On Mon, 22 Nov 2004 12:15:30 +1300, Z <> wrote:
>Mr Bond wrote:
>> Hi,
>>
>> I'm looking at putting together my first completely all-new computer
>> for myself in 8 years and am looking at where to start. The 74gig WD
>> 10,000rpm sata raptor drives look like a damn fine place I think.
>>
>> One thing I am interested in is the noise of these drives. I imagine
>> someone is going to read this and say don't buy one if you want a
>> quiet computer. That isn't how I do things.
>>
>> I gather these run quite hot, so I wanted to know if anyone has had
>> any experience with quieting and/or cooling one of these drives.

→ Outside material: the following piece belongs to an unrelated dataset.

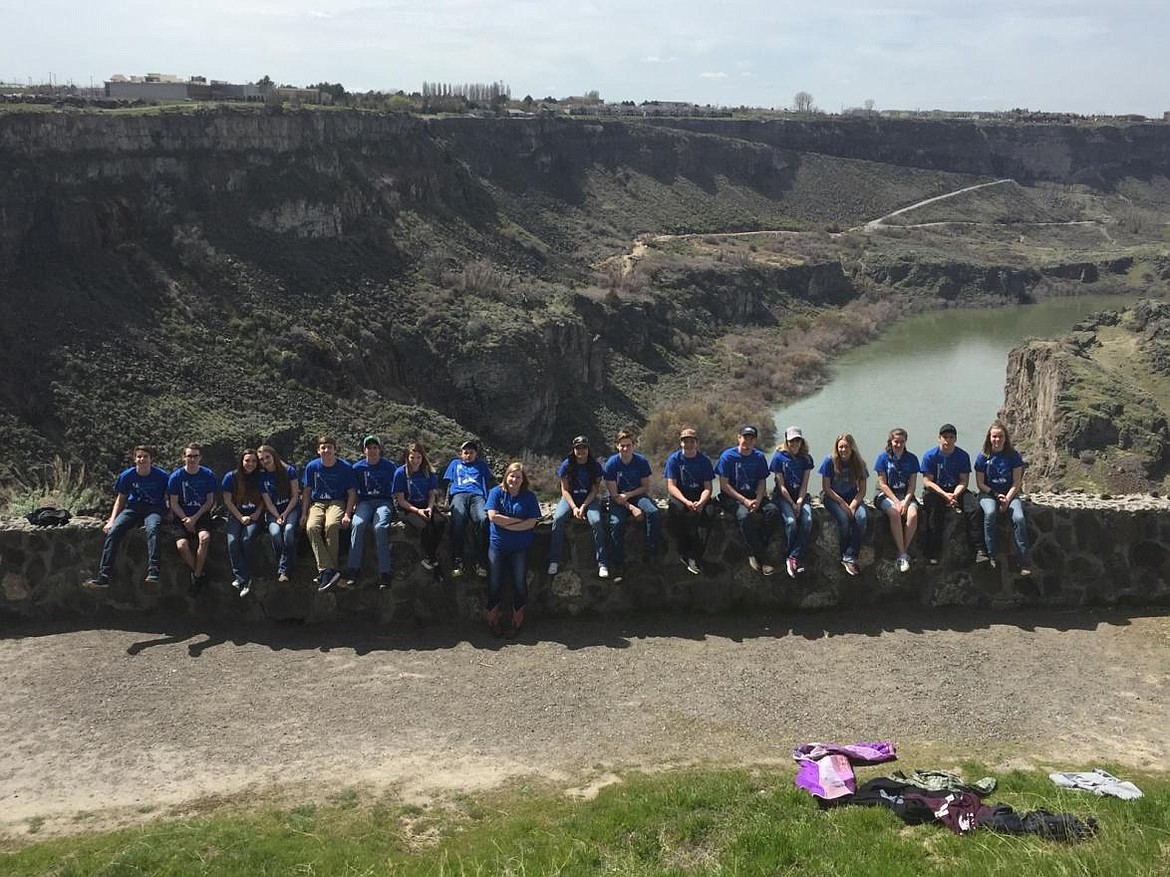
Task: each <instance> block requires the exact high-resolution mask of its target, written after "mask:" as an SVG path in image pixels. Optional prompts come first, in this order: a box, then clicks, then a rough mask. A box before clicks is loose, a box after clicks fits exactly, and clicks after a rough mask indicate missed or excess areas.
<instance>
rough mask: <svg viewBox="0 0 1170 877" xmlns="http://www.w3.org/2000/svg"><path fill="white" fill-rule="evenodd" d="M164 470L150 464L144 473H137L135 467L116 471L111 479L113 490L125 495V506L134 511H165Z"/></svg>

>> Actually any experience with these drives at all would be interesting.
>>
>> Zalman has two hard drive coolers on their site, but they're both
>> 'open' heatpipe coolers and are more dampeners than an enclosure. Any
>> other HD quieting solutions that will suit a raptor, or will dampening
>> them sort out most of the noise?
>>
>> The only other decisions I have made are to use an aluminium case with
>> a 120mm fan and as big a LCD as I can afford. Probably a
>> hyper-threading big-cache P4. I've been AMD for the last 6 years and
>> reckon it's time to mix it up a bit, although the AMD 64's look
>> interesting.
>>
>> Use will be games mostly, plus internet.
>
>Why do you need such a high end drive? Unless you are going to be
>running a file server I cannot really see the need and usually space is
>the concern for most people so you are probably better of spending the
>same money and getting two nice 200 gig drives or 250 gig drives and
>putting them in a nice Raid array
.
>
>If you are mostly going to be using the system for gaming, then you
>might notice that AMD's 64bit processors are the kings in this area, so
>again you could probably save yourself money and get an AMD 64 and it
>will do the job better if gaming is your main area.
I just notice the big difference at work between my desktop and our
server, which are basically idential p4 systems except the server has
a 10,000rpm scsi drive. Load times/installing stuff seem to be heaps
quicker.
Pricespy has the 74gig at $329 vs around $100 for an 80gig 7200. So
yes it is an expensive option when compared against other hard drives,
but in the context of a $2500-$3000 system it's not so bad.
I've had a 60gig seagate for around 2 years. I've had it full once,
but more usually have it around 60%. Everything above that is usually
bloat anyway.
Is there any speed increases when you put drives into a raid setup?